2021年6月18日(金) 〜 6月27日(日)世田谷パブリックシアターにて上演される、「狂言劇場 その九 『武悪』『法螺侍』/『舟渡聟』『鮎』」。本作のビジュアル写真、公演詳細が解禁となった。

芸術監督・野村萬斎により、古典芸能という枠にとどまらず「“舞台芸術=パフォーミングアーツ”としての狂言」というコンセプトに基づいて、2004年にスタートしたのが、本シリーズ「狂言劇場」。世田谷パブリックシアターの劇場空間に特設能舞台を設置し、数々の名曲を上演するほか、舞の新作『MANSAI ボレロ』を発表するなど、狂言の多角的な魅力を提示してきた。

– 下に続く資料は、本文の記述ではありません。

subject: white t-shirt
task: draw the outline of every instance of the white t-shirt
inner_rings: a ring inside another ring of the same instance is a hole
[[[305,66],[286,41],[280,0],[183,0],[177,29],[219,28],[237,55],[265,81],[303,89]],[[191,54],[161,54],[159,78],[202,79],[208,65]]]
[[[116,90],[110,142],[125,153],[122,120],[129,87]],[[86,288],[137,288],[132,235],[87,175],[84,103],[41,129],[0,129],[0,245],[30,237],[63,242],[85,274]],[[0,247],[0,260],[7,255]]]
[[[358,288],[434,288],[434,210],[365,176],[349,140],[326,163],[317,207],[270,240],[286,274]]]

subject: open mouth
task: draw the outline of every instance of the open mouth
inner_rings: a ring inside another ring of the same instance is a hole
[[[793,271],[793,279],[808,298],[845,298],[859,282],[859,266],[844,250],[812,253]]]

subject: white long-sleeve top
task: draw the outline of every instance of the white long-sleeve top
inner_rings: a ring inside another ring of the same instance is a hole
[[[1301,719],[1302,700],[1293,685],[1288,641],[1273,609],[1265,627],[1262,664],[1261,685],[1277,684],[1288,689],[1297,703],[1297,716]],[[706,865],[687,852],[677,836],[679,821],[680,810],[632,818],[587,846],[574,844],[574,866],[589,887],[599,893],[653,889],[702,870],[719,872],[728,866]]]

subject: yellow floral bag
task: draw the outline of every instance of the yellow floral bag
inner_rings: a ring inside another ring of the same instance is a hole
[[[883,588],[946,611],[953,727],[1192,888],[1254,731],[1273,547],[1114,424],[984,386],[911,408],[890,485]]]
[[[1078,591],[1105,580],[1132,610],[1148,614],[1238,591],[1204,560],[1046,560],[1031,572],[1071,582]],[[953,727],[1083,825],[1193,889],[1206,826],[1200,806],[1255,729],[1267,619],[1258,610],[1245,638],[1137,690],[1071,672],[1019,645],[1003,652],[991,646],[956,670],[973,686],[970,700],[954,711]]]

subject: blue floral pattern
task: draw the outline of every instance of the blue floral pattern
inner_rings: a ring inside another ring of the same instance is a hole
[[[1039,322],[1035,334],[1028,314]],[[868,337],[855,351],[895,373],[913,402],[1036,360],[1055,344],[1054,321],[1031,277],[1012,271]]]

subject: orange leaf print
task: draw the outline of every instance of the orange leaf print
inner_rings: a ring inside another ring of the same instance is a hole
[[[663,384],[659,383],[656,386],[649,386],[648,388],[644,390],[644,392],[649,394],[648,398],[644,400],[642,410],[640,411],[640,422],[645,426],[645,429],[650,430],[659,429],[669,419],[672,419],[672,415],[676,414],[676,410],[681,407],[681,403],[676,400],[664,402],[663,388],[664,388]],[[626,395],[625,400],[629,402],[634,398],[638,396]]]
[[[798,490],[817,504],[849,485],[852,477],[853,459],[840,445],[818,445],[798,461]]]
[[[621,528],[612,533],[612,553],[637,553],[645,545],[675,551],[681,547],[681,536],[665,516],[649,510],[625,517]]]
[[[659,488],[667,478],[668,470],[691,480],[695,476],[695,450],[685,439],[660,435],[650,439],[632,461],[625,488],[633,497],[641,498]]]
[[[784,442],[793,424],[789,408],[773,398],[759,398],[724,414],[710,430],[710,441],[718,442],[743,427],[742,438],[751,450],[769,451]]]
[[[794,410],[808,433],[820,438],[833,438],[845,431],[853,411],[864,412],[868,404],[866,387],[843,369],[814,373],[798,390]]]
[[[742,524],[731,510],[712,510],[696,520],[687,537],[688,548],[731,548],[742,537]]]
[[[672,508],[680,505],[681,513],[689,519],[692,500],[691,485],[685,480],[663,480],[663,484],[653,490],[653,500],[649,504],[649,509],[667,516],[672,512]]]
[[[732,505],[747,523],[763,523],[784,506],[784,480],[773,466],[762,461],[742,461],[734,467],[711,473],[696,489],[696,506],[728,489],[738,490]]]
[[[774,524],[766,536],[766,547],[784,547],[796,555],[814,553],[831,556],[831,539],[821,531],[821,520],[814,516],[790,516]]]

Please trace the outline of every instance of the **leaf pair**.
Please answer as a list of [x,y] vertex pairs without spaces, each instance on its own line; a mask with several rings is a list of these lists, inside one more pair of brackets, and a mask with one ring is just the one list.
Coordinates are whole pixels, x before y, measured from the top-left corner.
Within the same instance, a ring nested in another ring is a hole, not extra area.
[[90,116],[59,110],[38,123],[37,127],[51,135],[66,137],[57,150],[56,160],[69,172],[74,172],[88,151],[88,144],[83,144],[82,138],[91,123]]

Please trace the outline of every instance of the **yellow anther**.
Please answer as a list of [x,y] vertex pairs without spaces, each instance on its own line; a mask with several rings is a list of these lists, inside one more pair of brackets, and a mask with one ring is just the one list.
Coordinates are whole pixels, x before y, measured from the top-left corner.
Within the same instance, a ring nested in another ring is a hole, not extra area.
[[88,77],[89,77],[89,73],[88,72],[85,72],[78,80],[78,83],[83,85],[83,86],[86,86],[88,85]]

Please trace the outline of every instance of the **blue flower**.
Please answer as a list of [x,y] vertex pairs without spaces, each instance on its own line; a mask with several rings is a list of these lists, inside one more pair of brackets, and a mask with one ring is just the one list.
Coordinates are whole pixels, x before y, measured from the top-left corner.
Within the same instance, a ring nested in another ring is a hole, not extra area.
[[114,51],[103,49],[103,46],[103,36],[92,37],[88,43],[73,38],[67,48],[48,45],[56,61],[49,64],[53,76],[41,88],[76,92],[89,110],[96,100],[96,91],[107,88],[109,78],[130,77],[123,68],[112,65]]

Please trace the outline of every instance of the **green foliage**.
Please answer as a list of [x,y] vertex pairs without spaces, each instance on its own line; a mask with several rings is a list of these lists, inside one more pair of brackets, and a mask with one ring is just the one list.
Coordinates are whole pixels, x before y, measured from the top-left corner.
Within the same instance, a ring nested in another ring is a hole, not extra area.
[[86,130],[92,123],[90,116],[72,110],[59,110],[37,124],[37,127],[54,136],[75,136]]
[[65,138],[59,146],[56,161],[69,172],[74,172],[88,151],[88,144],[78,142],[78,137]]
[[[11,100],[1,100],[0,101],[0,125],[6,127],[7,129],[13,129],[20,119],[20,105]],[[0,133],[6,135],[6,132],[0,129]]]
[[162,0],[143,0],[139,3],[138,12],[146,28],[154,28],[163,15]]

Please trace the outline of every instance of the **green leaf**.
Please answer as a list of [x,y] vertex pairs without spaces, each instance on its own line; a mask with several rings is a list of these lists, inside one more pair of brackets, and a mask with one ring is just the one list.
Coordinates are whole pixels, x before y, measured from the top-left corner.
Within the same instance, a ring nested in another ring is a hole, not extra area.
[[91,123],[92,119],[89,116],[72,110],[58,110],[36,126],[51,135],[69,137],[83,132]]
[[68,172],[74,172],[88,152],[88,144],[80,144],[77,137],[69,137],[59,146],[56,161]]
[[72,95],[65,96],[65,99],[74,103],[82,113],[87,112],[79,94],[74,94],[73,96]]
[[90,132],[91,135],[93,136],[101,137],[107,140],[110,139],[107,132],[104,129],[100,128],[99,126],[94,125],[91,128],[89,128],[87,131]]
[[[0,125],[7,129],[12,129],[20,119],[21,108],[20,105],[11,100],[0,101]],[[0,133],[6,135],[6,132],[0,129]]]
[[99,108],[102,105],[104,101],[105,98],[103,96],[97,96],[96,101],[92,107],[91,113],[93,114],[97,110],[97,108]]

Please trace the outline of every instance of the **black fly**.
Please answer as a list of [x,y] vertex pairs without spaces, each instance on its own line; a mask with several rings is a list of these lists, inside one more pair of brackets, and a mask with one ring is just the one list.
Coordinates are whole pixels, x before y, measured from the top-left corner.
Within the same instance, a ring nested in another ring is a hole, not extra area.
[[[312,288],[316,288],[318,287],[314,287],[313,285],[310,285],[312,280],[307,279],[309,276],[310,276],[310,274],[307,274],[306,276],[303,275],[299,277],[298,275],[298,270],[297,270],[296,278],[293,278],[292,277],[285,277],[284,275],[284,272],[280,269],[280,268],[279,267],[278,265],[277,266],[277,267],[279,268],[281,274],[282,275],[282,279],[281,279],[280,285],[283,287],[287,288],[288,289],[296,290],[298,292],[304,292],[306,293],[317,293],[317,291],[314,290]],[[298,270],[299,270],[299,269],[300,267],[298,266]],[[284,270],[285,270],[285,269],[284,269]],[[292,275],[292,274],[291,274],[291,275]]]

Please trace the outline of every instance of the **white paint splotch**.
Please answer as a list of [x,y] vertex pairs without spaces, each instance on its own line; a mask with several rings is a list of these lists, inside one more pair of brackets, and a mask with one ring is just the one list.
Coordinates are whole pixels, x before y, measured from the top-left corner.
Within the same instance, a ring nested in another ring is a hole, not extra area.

今回は、狂言劇場には初登場となる古典狂言『武悪』『舟渡聟』に加え、『法螺侍』と『鮎』という現代狂言2作品が、あらたな配役、あらたな演出で上演する。『法螺侍』では、これまで野村万作が演じてきた洞田助右衛門に野村萬斎が、野村萬斎が演じてきた太郎冠者に野村裕基が、それぞれ初めて挑む。また、文学と狂言の出会いとも言える、作家・池澤夏樹が初めて書き下ろした狂言『鮎』も行う。

野村萬斎(総合演出・出演) コメント

狂言劇場は、650 年ほどの歴史がある伝統芸術の一つである狂言を、舞台芸術(パフォーミングアーツ)として捉え直し、みなさんに楽しんでいただくという企画です。

今回は二つの新作の狂言『法螺侍』と『鮎』が軸となります。
それぞれ土台となる原作がありますが、それを狂言というやり方で料理するとどういうことになるのか。
狂言ならではの楽しさでお届けしますので、「やっぱり狂言って普通の演劇よりぶっ飛んでるなあ」と思っていただけると思います。
そして狂言がいかに一つの演劇であり舞台芸術であるか認識していただけると思います。

日本で長らく受け継がれてきた舞台芸術たる狂言にはいろんな知恵があり、常にアップデートを繰り返し、他の舞台芸術と同じところもあれば違うところもある。
たくさんの刺激を受け取っていただければ幸いに存じます。